Configuring and running an XSLT application

Configuring and running an XSLT application
Prev	Chapter 9. Using TAN Applications and Utilities	Next

Configuring global parameters

Once you have determined the master XSLT stylesheet for the application, you may want to configure it by adjusting the values given to the global parameters. You have several possible strategies:

Work with a configuration file. If you are comfortable writing some simple XSLT code, you might create a small XSLT file that has nothing but an <xsl:import> whose @href value points to the original stylesheet. Copy from the master XSLT stylesheet only those <xsl:param>s that you want to change. This method is quick to set up and easy to use, but it also means that you do not have immediate access to documentation.
Overwrite the values in the master XSLT stylesheet directly. This method is quick, but it also means that you might not easily restore the original settings, unless you make a backup copy. Also, if you are using configuration files, their default values will change.
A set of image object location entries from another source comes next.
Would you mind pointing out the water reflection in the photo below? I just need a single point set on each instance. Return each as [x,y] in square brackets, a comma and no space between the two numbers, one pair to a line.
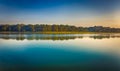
[56,36]
[81,53]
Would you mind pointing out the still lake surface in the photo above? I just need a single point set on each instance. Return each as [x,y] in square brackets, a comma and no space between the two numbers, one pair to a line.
[59,52]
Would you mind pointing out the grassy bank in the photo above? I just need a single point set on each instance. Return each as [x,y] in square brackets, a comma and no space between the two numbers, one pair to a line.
[48,32]
[54,33]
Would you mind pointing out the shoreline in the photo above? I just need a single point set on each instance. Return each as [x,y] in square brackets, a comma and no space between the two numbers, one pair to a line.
[58,33]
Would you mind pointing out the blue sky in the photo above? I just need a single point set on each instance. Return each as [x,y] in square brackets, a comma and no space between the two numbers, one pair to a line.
[77,12]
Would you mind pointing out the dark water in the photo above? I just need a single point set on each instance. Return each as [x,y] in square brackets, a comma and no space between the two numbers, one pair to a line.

That could be good or bad, depending upon your setup.
Work from a copy of the master XSLT file. This method allows you to customize the entire application, and consult as needed the original settings in the master file. Like configuration files (see above), you can make new copies for new situations emerge. You should make certain that any working copies are in the same subdirectory as the original, to keep links intact.
Manage transformations from Oxygen. Oxygen XML Editor has a powerful feature, Configure Transformation Scenarios, which allows you to create custom configurations for an XSLT application. Oxygen has good documentation on how to use this flexible feature, which can be combined with any of the preceding three options. Oxygen allows you not only to configure the parameters but to manage input and output. One drawback is that you are presented with all the global parameters that can be found, whether or not they are really relevant. Documentation associated with a particular parameter may be missing or truncated. You should use this feature in conjunction with any documentation that comes with the XSLT application.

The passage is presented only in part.